Baroulleur « rôdailleur ». D’après Raymond Jourdan de Montagnac   cela « Se dit de quelqu’un qui vit de petits boulots saisonniers et de

Etymologie est le latin rotella « petite roue »; Voir les attestations dans FEW X, 504 à droite, qui donnent l’impression qu’il s’agit d’un groupe de mots plutôt provençal et franco-provençal. Montagnac est bien dans le Languedoc.

Voir l’article baroulàr.

Barracanàr

Barracanar « rayer de blanc, barioler » (Alibert), bracaná adj. «bariolé »  de l’arabe barrakan « tissu en poil de chamois ». L’ancien languedocien barracan « espèce de drap » se trouve déjà dans « La chanson de Ste Foy«  de 1060 environ qui a été écrite dans la région de Conques.

Ste Foy de Conques

Au cours des siècles barracan a désigné différents tissus. Il est attesté pour Alès avec le sens « camelot , une sorte de tissu « . L’abbé de Sauvages mentionne l’adj. bracaná avec le sens « bariolé ». Le mot nous est probablement venu à travers l’espagnol et/ou le catalan barragà. Voir baraquet

Barracon

Barracon (m), baracou en fr.rég.  Un diminutif de barraca (littéralement « petite baraque ») qui est appliqué aux cabanes en pierre sèche des causses de Blandas et de Campestre (Gard) et à celles de la commune de Saint-Félix-de-l’Héras dans le Larzac héraultais. (Lassure). Dans ce site il y a une page avec photos des baraques de l’Hérault.
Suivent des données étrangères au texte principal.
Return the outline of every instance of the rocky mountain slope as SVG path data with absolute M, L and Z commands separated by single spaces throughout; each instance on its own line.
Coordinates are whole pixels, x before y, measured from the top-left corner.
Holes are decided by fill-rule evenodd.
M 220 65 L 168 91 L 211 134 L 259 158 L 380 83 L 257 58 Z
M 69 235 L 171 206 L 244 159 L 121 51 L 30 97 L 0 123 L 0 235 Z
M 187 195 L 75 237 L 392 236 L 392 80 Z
On appelle baraquettes  les petites cabanes du Mont St.Clair à Sète (Méditeria n°18, p.27). Voilà un autre mot dont l’origine n’est pas claire.  Les étymologistes pensent que c’est un emprunt à l’espagnol barraca (XVe s.), mais on le trouve en ancien occitan déjà au XIVe s. et le dépouillement des manuscrits en ancien occitan est loin d’être complet.  Il pourrait s’agir d’un dérivé occitan de barra  « barre », parce que dans les premiers textes en ancien occitan, la  baraca  désigne des bâtisses en planches  construites pour l’armée qu’on brûlait à leur départ. (Un bon débarras !)

Pendant la guerre de 30 ans (1618-1648, la période française dura de 1635 à 1648, intervention de Richelieu, bataille de Rocroi) le mot militaire a été introduit en allemand et puis dans les autres langues européennes : allemand Baracke, néerlandais barak.

  L’ anglais barracks « bâtiments pour les soldats » a gardé le sens originel.

Pour plus de renseignements sur les différents noms et leurs histoires cliquez ici constructions en pierre sèche

Christian Lassure, auteur de ce site magnifique, m’écrit : Enfin, mes grands-parents maternels à Saint-Amand-les-Eaux dans le Nord, après la première guerre mondiale, avaient acheté aux Chemins de fer de l’époque un « baraquement » en planches qui avaient servi à loger des employés, et l’avaient remonté dans leur terrain (où ils avaient fait construire en dur pour eux-mêmes) pour y loger mes arrières-grands-parents maternels. Après leur mort, mes parents reprirent la maison et firent démonter et brûler sur place le « baraquement ».